From the Guidelines
Defibrillation for atrial fibrillation (AF) is recommended when the patient is hemodynamically unstable, showing signs such as hypotension, acute heart failure, or ongoing chest pain, and should be performed immediately with synchronized electrical cardioversion starting at 120-200 joules biphasic (or 200 joules monophasic) 1. For stable patients with AF lasting less than 48 hours, elective cardioversion can be performed without prior anticoagulation, as suggested by the 2018 Chest guideline and expert panel report 1. However, if AF has persisted for more than 48 hours or the duration is unknown, patients should receive at least 3 weeks of therapeutic anticoagulation before cardioversion, followed by at least 4 weeks of continued anticoagulation afterward, as recommended by the 2014 AHA/ACC/HRS guideline for the management of patients with atrial fibrillation 1 and the 2016 ESC guidelines for the management of atrial fibrillation 1. Some key points to consider when deciding to defibrillate AF include:
- The duration of AF: if less than 48 hours, elective cardioversion can be performed without prior anticoagulation 1
- The patient's hemodynamic stability: if unstable, emergency cardioversion should be performed immediately 1
- The patient's stroke risk: anticoagulation should be initiated in all patients with documented AF/atrial flutter who have an increased risk of stroke, as recommended by the 2016 ESC guidelines for the management of atrial fibrillation 1
- The use of transesophageal echocardiography: can be performed to rule out left atrial thrombus before proceeding with cardioversion, but anticoagulation is still required afterward 1 The procedure should be performed under sedation (using medications like midazolam 1-2mg IV or propofol 0.5-1mg/kg IV) for elective cardioversions to minimize patient discomfort. It is also important to note that defibrillation works by delivering an electrical shock that simultaneously depolarizes all cardiac cells, allowing the sinoatrial node to resume control of the heart rhythm. Overall, the decision to defibrillate AF should be based on a careful consideration of the patient's individual circumstances, including their hemodynamic stability, stroke risk, and duration of AF, as well as the latest clinical guidelines and evidence-based recommendations 1.
From the Research
Defibrillation in Atrial Fibrillation
- Atrial fibrillation is a supraventricular arrhythmia that increases the risk of stroke and all-cause mortality 2.

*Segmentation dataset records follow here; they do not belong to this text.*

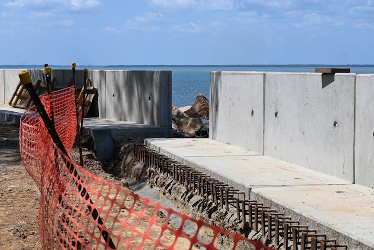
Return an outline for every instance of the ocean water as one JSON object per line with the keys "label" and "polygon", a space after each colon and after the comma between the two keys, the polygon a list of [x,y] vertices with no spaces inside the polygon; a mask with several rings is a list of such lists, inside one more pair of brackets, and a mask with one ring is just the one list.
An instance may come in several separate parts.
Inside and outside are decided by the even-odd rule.
{"label": "ocean water", "polygon": [[[51,66],[52,69],[71,69],[69,66]],[[0,69],[41,69],[41,65],[0,66]],[[170,70],[173,79],[172,103],[178,107],[190,105],[201,93],[209,98],[211,71],[260,71],[314,72],[315,68],[349,68],[351,73],[374,74],[374,65],[249,65],[249,66],[109,66],[77,67],[78,69],[125,70]]]}

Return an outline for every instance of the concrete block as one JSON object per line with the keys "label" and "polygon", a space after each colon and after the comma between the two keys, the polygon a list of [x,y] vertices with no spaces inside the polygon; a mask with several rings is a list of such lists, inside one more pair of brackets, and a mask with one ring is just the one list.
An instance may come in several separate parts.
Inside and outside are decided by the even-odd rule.
{"label": "concrete block", "polygon": [[99,117],[106,118],[106,71],[89,70],[87,78],[91,79],[92,86],[97,88],[99,101]]}
{"label": "concrete block", "polygon": [[162,128],[163,137],[172,136],[172,72],[160,72],[159,125]]}
{"label": "concrete block", "polygon": [[263,72],[211,74],[212,138],[263,152]]}
{"label": "concrete block", "polygon": [[4,86],[4,70],[0,70],[0,104],[5,104]]}
{"label": "concrete block", "polygon": [[356,182],[374,188],[374,75],[356,78]]}
{"label": "concrete block", "polygon": [[159,126],[159,72],[107,71],[105,82],[107,118]]}
{"label": "concrete block", "polygon": [[355,74],[265,74],[265,155],[353,181]]}
{"label": "concrete block", "polygon": [[6,103],[10,99],[19,82],[18,74],[25,70],[26,69],[4,70],[4,99]]}

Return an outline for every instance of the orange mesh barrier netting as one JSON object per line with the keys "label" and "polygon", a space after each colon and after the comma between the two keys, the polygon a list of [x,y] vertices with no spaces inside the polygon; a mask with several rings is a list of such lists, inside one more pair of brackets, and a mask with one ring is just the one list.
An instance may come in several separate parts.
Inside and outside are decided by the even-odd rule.
{"label": "orange mesh barrier netting", "polygon": [[[56,130],[68,152],[76,129],[73,90],[52,96]],[[46,108],[49,98],[42,97]],[[21,157],[41,193],[38,224],[44,249],[271,249],[85,170],[52,142],[32,108],[22,116],[20,127]]]}

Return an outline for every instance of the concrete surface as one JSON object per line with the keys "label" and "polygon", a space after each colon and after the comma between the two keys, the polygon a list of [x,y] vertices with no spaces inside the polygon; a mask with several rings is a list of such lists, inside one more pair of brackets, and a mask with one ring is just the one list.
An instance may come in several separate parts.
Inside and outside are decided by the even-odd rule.
{"label": "concrete surface", "polygon": [[374,75],[356,79],[356,183],[374,188]]}
{"label": "concrete surface", "polygon": [[[7,103],[19,81],[18,74],[23,70],[1,70],[4,97],[0,103]],[[44,83],[42,69],[28,70],[34,83],[38,79]],[[89,70],[87,75],[98,88],[100,117],[158,126],[164,137],[171,136],[171,72]],[[78,87],[83,85],[83,70],[76,71]],[[52,77],[56,78],[56,85],[67,86],[72,70],[53,69]]]}
{"label": "concrete surface", "polygon": [[[11,121],[19,125],[22,114],[26,111],[7,104],[0,104],[0,121]],[[114,156],[117,141],[138,137],[162,137],[163,129],[159,126],[136,122],[100,118],[85,118],[85,131],[92,136],[96,156],[100,160]]]}
{"label": "concrete surface", "polygon": [[350,182],[210,139],[147,139],[146,145],[181,164],[244,191],[287,185]]}
{"label": "concrete surface", "polygon": [[210,138],[263,152],[264,72],[210,73]]}
{"label": "concrete surface", "polygon": [[338,239],[349,249],[374,249],[371,188],[357,184],[256,188],[251,196]]}
{"label": "concrete surface", "polygon": [[264,154],[353,181],[355,76],[267,73]]}
{"label": "concrete surface", "polygon": [[97,88],[99,117],[107,117],[105,74],[104,70],[88,71],[89,78],[91,79],[92,86]]}
{"label": "concrete surface", "polygon": [[163,137],[162,129],[157,126],[106,118],[84,118],[83,128],[92,136],[96,157],[100,161],[115,156],[116,141],[138,137]]}
{"label": "concrete surface", "polygon": [[374,248],[372,188],[210,139],[147,139],[145,144],[349,249]]}

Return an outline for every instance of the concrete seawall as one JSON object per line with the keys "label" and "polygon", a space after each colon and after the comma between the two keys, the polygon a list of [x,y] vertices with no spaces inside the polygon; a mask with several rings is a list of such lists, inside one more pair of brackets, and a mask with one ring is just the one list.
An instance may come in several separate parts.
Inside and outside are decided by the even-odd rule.
{"label": "concrete seawall", "polygon": [[[18,74],[26,69],[0,70],[0,104],[7,103],[19,82]],[[28,70],[33,82],[45,82],[42,70]],[[84,72],[76,71],[78,87]],[[88,78],[98,88],[99,117],[154,125],[162,136],[171,135],[172,74],[170,71],[89,70]],[[71,70],[53,70],[56,85],[66,86]]]}
{"label": "concrete seawall", "polygon": [[210,138],[374,187],[374,75],[211,72]]}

- The decision to defibrillate atrial fibrillation depends on the patient's hemodynamic stability and symptoms.
- Hemodynamically unstable patients, including those with decompensated heart failure, should be evaluated and treated emergently 2.
Treatment Options
- Most hemodynamically stable patients should be treated initially with rate control and anticoagulation 2.
- Rhythm control, using medications or procedures, should be considered in patients with hemodynamic instability or in some patients based on risk factors and shared decision-making 2.
- Electrical cardioversion may be appropriate as first-line rhythm control 2.
- Pharmacologic cardioversion is a well-established alternative to electric cardioversion for hemodynamically stable patients 3.
Pharmacologic Cardioversion
- Flecainide and amiodarone are antiarrhythmic drugs that can be used for pharmacologic cardioversion 3, 4.
- A combination of amiodarone and flecainide may have additive or synergistic effects in maintaining sinus rhythm in atrial fibrillation 4.
- Pre-treatment with antiarrhythmic drugs, such as Class III AADs or amiodarone, can improve the acute restoration and maintenance of sinus rhythm after electrical cardioversion 5.
Patient Selection
- The CHA2DS2-VASc score should be used to assess stroke risk in patients with atrial fibrillation 2.
- Patients with coronary artery disease and atrial fibrillation may benefit from pharmacologic cardioversion with flecainide or amiodarone 3.
- The efficacy and safety of different treatment options should be considered on a case-by-case basis, taking into account the patient's medical history, symptoms, and risk factors 2, 3, 6.